Przekrój: Jacek Głomb doskonale („na piątkę”) uteatralizował prozę Pilcha
- Szczegóły
Próbowało wielu, ale nigdy z tak dobrym skutkiem. Głomb z Urbańskim uteatralizowali Pilcha być może lepiej niż on sam siebie w „Nartach Ojca Świętego”. Z parowątkowej powieści „Tysiąc spokojnych miast” wyjęli jeden temat – rojenia o zamachu na Władysława Gomułkę metodą odstrzelenia go z kuszy podczas państwowego święta. Pozwolili domorosłym terrorystom snuć plany zakrojone na miarę „Dnia Szakala” z ideowym uzasadnieniem a la Dostojewski, heroikomicznie zamykając „akcję” w czterech ścianach izby z dobrze zaopatrzonym barkiem.
Nie po to wszak, by drwić z peerelowskich kuszników. Wartka opowieść inkrustowana skutecznymi gagami (ach, wilcze spojrzenie pana Trąby – głównego zamachowca – w kierunku baru po każdej brawurowej tyradzie!) służyła sportretowaniu takiej przestrzeni, gdzie nikczemności świata Gomułków i im podobnych upierdliwców miały wstęp, jednocześnie go nie mając. Były wszak realne, ale nie miały realnego wpływu na najważniejsze: styl życia, swobodę myśli, kulturowe odruchy.
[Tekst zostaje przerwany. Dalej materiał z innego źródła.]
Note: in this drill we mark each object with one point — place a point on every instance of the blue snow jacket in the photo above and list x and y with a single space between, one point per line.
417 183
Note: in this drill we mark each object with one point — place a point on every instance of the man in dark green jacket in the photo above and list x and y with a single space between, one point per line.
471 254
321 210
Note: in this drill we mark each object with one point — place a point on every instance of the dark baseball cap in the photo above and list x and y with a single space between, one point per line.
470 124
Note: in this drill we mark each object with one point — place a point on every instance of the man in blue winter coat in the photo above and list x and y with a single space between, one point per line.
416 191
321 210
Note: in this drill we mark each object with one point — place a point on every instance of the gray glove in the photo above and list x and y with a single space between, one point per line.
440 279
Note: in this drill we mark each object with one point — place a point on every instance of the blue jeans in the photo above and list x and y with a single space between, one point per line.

Jacek Głomb z Małgorzatą Bulandą umieścili akcję w starych magazynach na uboczu, kreując ciepłą, mądrą i śmieszną enklawę wolności od paskudztwa. Z milczącą matką (Tatiana Kołodziejska), strażniczką domowego ogniska, i galerią zwariowanych gości na czele, z komendantem Jeremiaszem (Janusz Młyński) ekwilibrystycznie splatając luterską bogobojność z milicyjną frazeologią. Z perorami pana Trąby (wspaniały chaplinowaty Zbigniew Waleryś) wysłuchiwany przez ojca (Wojciech Czarnota) w solennej powadze mąconej jedynie iskierkami rozbawienia w oczach obu panów. Enklawę fantazyjną, daleką od banalnych sentymentów, dynamizowaną brawurą i żartem. I mocno kuszącą – jako azyl – gdy kusza sama ciśnie się do ręki.
Ocena: pięć („na piątkę”) w skali sześciostopniowej („mistrzostwo”).
(Jacek Sieradzki, „Odstrzelić Gomułkę”, Przekrój, 31.05.2007)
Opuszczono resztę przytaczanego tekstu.